Perhaps most importantly, we need to examine critically the record of our own government in overthrowing more rights-respecting and democratic governments and supporting in their place regimes that terrorize, torture, and kill any opposition in their wake, as in Iran in 1953, Guatemala in 1954, and Chile in 1973. In the light of renewed media discussion of assassination as a possible tool available to US decision-makers after the recent acts of terrorism, we need to look back at our government’s own role in the assassination of foreign leaders, such as Patrice Lumumba in what was then called the Congo and became Zaire under the US-supported dictator Mobuto, and General Rene Schneider who was loyal to President Allende in Chile. We also need to examine our government’s history of training and supporting terrorist forces, such as the murderous Salvadoran officer corps trained in the School of the Americas, and the anti-Sandinista Nicaraguan Contras, the vast majority of whose victims were civilians.

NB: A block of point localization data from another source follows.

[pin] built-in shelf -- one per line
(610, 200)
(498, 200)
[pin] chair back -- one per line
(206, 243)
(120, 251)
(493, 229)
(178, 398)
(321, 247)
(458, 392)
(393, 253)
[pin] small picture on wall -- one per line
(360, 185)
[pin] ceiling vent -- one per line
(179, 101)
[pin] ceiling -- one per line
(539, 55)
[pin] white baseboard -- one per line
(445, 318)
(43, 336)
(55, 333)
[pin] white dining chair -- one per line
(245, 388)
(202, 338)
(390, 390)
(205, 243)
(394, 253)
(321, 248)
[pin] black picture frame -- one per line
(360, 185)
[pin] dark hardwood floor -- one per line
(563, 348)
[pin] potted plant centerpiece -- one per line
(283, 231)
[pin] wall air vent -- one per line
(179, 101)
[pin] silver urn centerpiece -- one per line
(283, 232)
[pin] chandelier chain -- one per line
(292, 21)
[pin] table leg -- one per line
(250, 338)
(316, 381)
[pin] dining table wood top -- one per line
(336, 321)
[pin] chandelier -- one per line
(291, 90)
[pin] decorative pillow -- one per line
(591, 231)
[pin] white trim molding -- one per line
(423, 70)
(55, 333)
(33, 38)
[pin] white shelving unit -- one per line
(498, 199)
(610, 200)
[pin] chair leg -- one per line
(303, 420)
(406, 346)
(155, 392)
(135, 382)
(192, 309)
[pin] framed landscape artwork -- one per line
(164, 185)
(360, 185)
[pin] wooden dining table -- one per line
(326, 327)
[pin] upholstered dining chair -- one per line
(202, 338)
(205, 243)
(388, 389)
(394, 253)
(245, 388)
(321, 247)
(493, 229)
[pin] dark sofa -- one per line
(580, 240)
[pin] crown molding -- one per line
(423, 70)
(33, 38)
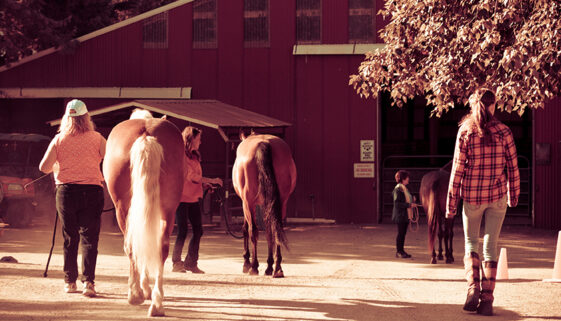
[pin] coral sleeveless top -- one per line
(78, 159)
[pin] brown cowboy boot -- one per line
(471, 265)
(487, 287)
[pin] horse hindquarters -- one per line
(143, 232)
(272, 208)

It is very discouraging that the new Bush administration has brought into its ranks people who have been directly implicated in these policies. One is Elliot Abrams, a former Assistant Secretary of State in the Reagan administration who now, despite having been convicted by a court of lying before Congress about US policy, serves as Special Assistant to the President and, ironically enough, Senior Director for Democracy, Human Rights, and International Operations in the National Security Council. Another is John Negroponte, who as ambassador to Honduras when the Contras were being trained shares some responsibility for the atrocities committed by both the Contras against Nicaraguans and the Honduran military against its own people. Under Ambassador Negroponte’s watch, the US-trained and financed Honduran army was killing human rights workers and people critical of the government’s and the military’s policies.

Especially disturbing was the very recent approval by the Senate Foreign Relations Committee of Negroponte’s nomination as US ambassador to the United Nations. It apparently passed so easily (by a 14 to 3 vote on September 13) only because the Senatecommittee was eager to give President Bush virtually everything he wanted after the terrorist attacks. Republican senators supporting his nomination were reported by the New York Times to have told the Democrats that “it was time for the United States to put the past behind it.” (New York Times, 14 September 2001, B3)

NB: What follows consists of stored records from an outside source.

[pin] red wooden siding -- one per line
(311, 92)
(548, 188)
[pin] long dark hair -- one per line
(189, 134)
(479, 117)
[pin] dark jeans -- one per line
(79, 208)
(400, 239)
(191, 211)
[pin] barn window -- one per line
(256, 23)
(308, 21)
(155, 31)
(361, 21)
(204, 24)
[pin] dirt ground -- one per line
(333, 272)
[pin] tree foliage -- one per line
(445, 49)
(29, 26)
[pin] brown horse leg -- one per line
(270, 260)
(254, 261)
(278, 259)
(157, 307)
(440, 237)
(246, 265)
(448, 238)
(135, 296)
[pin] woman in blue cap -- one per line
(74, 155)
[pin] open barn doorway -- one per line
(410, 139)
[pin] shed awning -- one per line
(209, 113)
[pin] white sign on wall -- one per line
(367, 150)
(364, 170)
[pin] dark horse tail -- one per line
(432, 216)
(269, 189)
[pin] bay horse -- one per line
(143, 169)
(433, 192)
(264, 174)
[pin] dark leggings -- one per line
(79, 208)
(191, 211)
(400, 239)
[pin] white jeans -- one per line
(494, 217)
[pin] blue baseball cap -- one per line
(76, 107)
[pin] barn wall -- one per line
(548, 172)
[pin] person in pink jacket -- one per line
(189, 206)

Finally, the United States government itself very recently targeted a building containing civilian workers for destruction. At the same time that it apparently mistakenly attacked the Chinese embassy in Belgrade, it also deliberately hit the building that housed the television studio in Belgrade, killing journalists and technical staff. A very bad precedent indeed.

Concluding Reflection
It is never time to put terrorism and other human rights violations behind us, as urged by the Republican senators at Negroponte’s confirmation hearing. Whether we are talking about terror inflicted by non-state groups or terror inflicted as a matter of state policy, we are talking about human rights violations for which there should be no excuse, no forgetting, no putting behind, and no statute of limitations. Such human rights violators should be brought to justice whenever they can be apprehended, whether they are Chilean General Pinochet, the terrorists who just struck in the United States, or past or present office holders in the American government. The US, once again the odd man out internationally, must stop blocking the attempt of other nations to create an international criminal court where such human rights violators could systematically be brought to justice.